Most mining assets that analysts attempt to value are already producing; if not producing, they will often have a pre-feasibility, feasibility or definitive feasibility study that has been published. But how do you value a mining deposit when nothing but a few drill holes exist and we only have a very simple resource statement to go off? There are three key issues:

Issue 1: DCF approach is tricky

A standard DCF approach in this example is a little tricky. Firstly, the actual amount of ore in the ground is still very uncertain.

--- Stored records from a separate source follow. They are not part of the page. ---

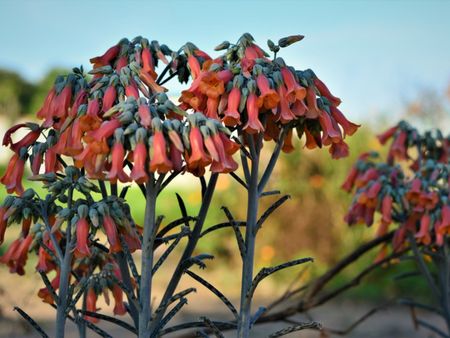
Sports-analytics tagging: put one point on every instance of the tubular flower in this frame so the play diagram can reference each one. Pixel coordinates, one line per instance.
(109, 99)
(16, 256)
(423, 236)
(138, 173)
(285, 113)
(116, 172)
(144, 115)
(349, 127)
(44, 293)
(269, 98)
(91, 304)
(211, 85)
(26, 141)
(253, 124)
(232, 115)
(82, 230)
(160, 162)
(12, 179)
(147, 62)
(294, 92)
(398, 148)
(3, 223)
(198, 157)
(111, 233)
(324, 91)
(339, 150)
(106, 58)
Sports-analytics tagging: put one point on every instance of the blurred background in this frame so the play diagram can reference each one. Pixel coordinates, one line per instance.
(386, 60)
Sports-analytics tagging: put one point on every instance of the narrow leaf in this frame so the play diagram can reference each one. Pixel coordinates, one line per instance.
(215, 291)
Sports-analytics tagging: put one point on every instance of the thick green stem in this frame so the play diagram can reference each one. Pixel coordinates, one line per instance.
(192, 243)
(250, 239)
(61, 312)
(145, 287)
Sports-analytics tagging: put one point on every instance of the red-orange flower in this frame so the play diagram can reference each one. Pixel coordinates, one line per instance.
(111, 233)
(160, 162)
(82, 230)
(294, 92)
(138, 173)
(232, 115)
(269, 98)
(116, 172)
(91, 305)
(12, 179)
(198, 157)
(253, 124)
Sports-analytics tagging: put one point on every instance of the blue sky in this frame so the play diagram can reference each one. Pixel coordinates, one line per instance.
(373, 54)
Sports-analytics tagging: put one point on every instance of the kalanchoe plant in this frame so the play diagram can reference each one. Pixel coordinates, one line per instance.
(119, 126)
(410, 192)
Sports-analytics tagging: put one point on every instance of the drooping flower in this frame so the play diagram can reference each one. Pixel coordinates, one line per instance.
(294, 92)
(118, 154)
(12, 179)
(324, 91)
(106, 58)
(159, 161)
(111, 233)
(269, 98)
(284, 112)
(253, 124)
(91, 304)
(349, 127)
(138, 173)
(82, 231)
(198, 157)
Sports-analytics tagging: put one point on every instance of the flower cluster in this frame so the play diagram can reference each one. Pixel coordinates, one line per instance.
(119, 118)
(117, 124)
(415, 199)
(248, 91)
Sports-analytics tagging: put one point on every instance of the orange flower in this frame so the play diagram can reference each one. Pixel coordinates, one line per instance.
(12, 179)
(423, 236)
(198, 157)
(311, 102)
(294, 91)
(331, 132)
(147, 62)
(109, 98)
(269, 98)
(106, 58)
(211, 108)
(339, 150)
(211, 85)
(160, 162)
(91, 304)
(349, 127)
(194, 66)
(116, 172)
(3, 224)
(138, 173)
(144, 115)
(111, 233)
(82, 230)
(232, 115)
(253, 124)
(284, 112)
(288, 147)
(324, 91)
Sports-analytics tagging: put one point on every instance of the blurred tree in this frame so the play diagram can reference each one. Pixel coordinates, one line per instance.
(429, 108)
(42, 88)
(15, 94)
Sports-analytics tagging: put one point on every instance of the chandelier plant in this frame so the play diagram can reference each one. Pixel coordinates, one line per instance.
(409, 190)
(116, 127)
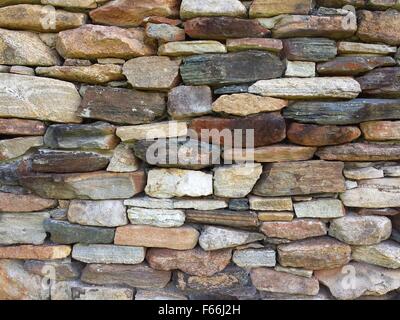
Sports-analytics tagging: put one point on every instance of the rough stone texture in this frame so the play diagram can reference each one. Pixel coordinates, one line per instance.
(195, 262)
(314, 254)
(361, 230)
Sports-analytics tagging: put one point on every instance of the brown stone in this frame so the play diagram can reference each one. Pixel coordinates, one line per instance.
(381, 130)
(297, 229)
(314, 254)
(379, 26)
(138, 276)
(281, 282)
(195, 262)
(126, 13)
(94, 41)
(182, 238)
(269, 128)
(221, 28)
(360, 152)
(315, 135)
(42, 252)
(24, 203)
(300, 178)
(19, 127)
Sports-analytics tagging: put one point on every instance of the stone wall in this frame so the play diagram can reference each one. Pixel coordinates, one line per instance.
(90, 209)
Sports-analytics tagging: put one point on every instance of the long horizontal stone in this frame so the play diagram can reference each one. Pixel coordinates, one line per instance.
(67, 233)
(100, 185)
(27, 252)
(137, 276)
(107, 254)
(182, 238)
(374, 193)
(22, 228)
(360, 152)
(309, 88)
(230, 68)
(343, 112)
(314, 254)
(300, 178)
(237, 219)
(123, 106)
(38, 98)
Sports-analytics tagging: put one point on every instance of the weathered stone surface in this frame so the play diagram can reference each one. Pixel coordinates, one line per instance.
(163, 218)
(361, 230)
(10, 202)
(352, 66)
(17, 284)
(132, 13)
(254, 258)
(369, 280)
(63, 161)
(381, 83)
(19, 127)
(270, 204)
(214, 238)
(182, 238)
(94, 74)
(99, 135)
(238, 219)
(274, 153)
(381, 130)
(244, 104)
(343, 112)
(16, 147)
(309, 88)
(138, 276)
(31, 17)
(94, 42)
(106, 213)
(273, 281)
(364, 48)
(37, 98)
(268, 8)
(221, 28)
(379, 26)
(297, 229)
(230, 68)
(169, 183)
(27, 252)
(268, 128)
(263, 44)
(195, 262)
(236, 181)
(22, 228)
(67, 233)
(299, 178)
(374, 193)
(141, 72)
(320, 208)
(108, 253)
(157, 130)
(360, 152)
(314, 135)
(314, 254)
(334, 27)
(120, 105)
(100, 185)
(189, 101)
(385, 254)
(309, 49)
(209, 8)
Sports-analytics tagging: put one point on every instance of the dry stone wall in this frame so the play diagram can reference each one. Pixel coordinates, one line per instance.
(109, 188)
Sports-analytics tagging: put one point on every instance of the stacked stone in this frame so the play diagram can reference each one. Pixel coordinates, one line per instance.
(88, 86)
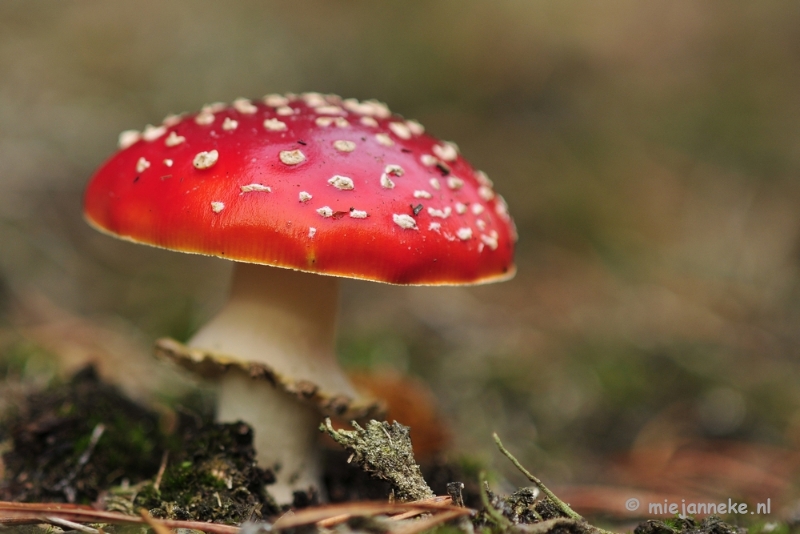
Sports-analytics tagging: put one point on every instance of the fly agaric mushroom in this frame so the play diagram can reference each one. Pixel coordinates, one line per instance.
(315, 185)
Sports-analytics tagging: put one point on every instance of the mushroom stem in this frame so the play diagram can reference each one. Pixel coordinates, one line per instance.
(286, 320)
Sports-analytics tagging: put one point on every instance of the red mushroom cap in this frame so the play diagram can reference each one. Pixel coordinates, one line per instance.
(309, 182)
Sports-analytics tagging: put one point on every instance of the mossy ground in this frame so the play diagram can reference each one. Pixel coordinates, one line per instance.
(207, 472)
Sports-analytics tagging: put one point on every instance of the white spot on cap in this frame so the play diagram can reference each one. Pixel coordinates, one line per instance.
(173, 139)
(384, 139)
(501, 208)
(483, 179)
(329, 110)
(292, 157)
(127, 138)
(204, 160)
(486, 193)
(489, 241)
(370, 108)
(314, 99)
(464, 233)
(355, 106)
(394, 170)
(274, 125)
(405, 221)
(386, 182)
(447, 151)
(415, 127)
(249, 188)
(151, 133)
(344, 146)
(400, 130)
(428, 160)
(341, 182)
(453, 182)
(378, 109)
(442, 214)
(171, 120)
(205, 117)
(243, 105)
(275, 101)
(142, 164)
(229, 124)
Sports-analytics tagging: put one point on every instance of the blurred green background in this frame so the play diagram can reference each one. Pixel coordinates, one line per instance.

Even If you’ve got a simple resource statement, how much “credit” do you give to indicated or even inferred resources?

Second, the market value of the deposit will be a significant discount to the project NPV calculated to reflect financing and execution risks. Choosing an appropriate NPV multiple is highly subjective – fine if you’re dealing with companies with tens of billions of dollars in market capitalisation, not-so-fine if you’re dealing with a commercial dispute in which accuracy is important. Whilst still far from perfect, I like to use an EV/Resource multiple, taking an arbitrary discount on either (1) precedent transactions in a similar jurisdiction or (2) a discount versus listed peers in comparable jurisdictions.

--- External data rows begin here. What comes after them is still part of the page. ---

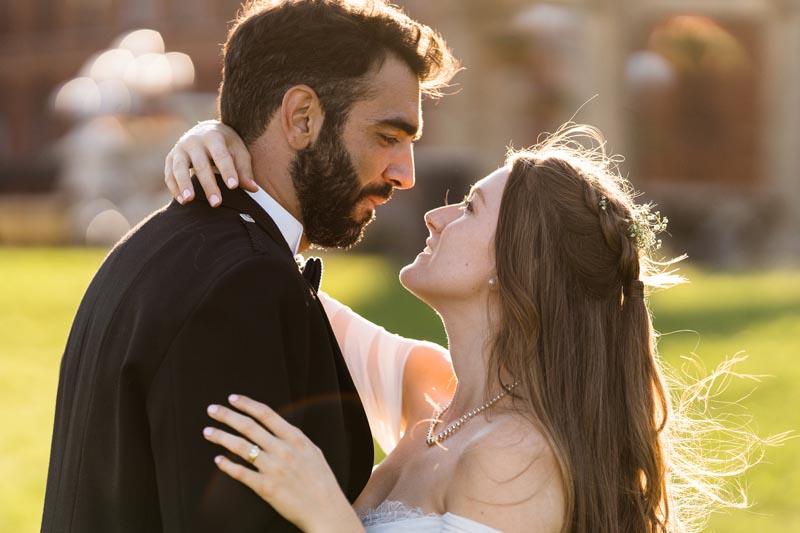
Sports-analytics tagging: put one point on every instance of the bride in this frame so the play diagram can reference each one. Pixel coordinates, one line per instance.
(559, 416)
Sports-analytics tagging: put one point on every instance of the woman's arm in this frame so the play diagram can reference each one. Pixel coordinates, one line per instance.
(397, 378)
(209, 141)
(290, 474)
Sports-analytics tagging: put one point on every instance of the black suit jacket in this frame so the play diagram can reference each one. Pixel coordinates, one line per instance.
(193, 305)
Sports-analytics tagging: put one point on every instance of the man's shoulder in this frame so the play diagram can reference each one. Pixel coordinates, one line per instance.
(183, 250)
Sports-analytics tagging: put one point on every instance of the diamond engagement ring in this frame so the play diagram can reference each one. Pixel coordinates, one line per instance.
(253, 455)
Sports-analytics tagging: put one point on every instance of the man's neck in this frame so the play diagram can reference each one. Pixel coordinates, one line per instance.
(271, 173)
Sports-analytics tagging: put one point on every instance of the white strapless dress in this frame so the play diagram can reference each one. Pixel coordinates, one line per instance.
(376, 360)
(395, 517)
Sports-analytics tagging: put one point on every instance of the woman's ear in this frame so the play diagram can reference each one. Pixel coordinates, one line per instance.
(301, 116)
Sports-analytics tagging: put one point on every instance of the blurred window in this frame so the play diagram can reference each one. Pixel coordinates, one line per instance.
(7, 18)
(694, 94)
(45, 15)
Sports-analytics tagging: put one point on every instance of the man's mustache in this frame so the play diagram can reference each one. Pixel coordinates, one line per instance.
(383, 191)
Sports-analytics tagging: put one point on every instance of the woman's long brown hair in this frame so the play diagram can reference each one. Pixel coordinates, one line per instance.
(574, 328)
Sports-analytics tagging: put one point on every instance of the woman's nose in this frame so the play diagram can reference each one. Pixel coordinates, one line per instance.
(437, 219)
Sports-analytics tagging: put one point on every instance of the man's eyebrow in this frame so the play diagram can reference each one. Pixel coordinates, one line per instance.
(403, 125)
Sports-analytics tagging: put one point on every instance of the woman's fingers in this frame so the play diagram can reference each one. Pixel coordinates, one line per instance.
(204, 172)
(223, 160)
(169, 179)
(264, 414)
(245, 425)
(242, 162)
(180, 172)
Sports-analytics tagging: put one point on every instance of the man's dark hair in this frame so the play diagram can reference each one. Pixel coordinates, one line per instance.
(329, 45)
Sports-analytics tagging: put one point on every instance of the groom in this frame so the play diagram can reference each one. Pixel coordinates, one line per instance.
(197, 303)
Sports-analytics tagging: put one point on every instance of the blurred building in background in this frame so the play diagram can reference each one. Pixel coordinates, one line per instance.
(701, 96)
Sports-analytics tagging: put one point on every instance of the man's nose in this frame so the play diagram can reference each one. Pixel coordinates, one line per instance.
(400, 172)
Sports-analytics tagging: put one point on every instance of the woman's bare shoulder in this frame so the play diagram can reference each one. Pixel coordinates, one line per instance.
(508, 477)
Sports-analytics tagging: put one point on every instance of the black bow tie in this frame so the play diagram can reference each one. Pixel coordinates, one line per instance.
(312, 272)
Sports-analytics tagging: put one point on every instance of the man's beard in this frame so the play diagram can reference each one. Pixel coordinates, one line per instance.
(328, 190)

Issue 2: Earnings metrics are meaningless

With the rising importance of hedge funds and “fast money” in public markets, there’s been a big push towards using multiples of earnings rather than NPV when valuing mining assets in my view, even in areas where a P/NPV multiple has been the “traditional” approach, such as with gold mines. The issue: Estimating EBITDA 4-5 years ahead for an asset that hasn’t even got a pre-feasibility study is essentially meaningless because the amount of uncertainty baked into your estimates is enormous. In most commercial disputes, this just isn’t going to be an appropriate basis of value.

Issue 3: Who knew what, when?

In some early-stage venture disputes, we’ve seen cases where shareholders claim that management teams (who also have significant shareholdings) have withheld information from the market. Determining the exact point in time that studies were completed and the information that should have been made public was known is fundamental to the value assigned to a deposit. Independent studies prove economic feasibility which provides additional certainty over the magnitude and timing of future cashflows.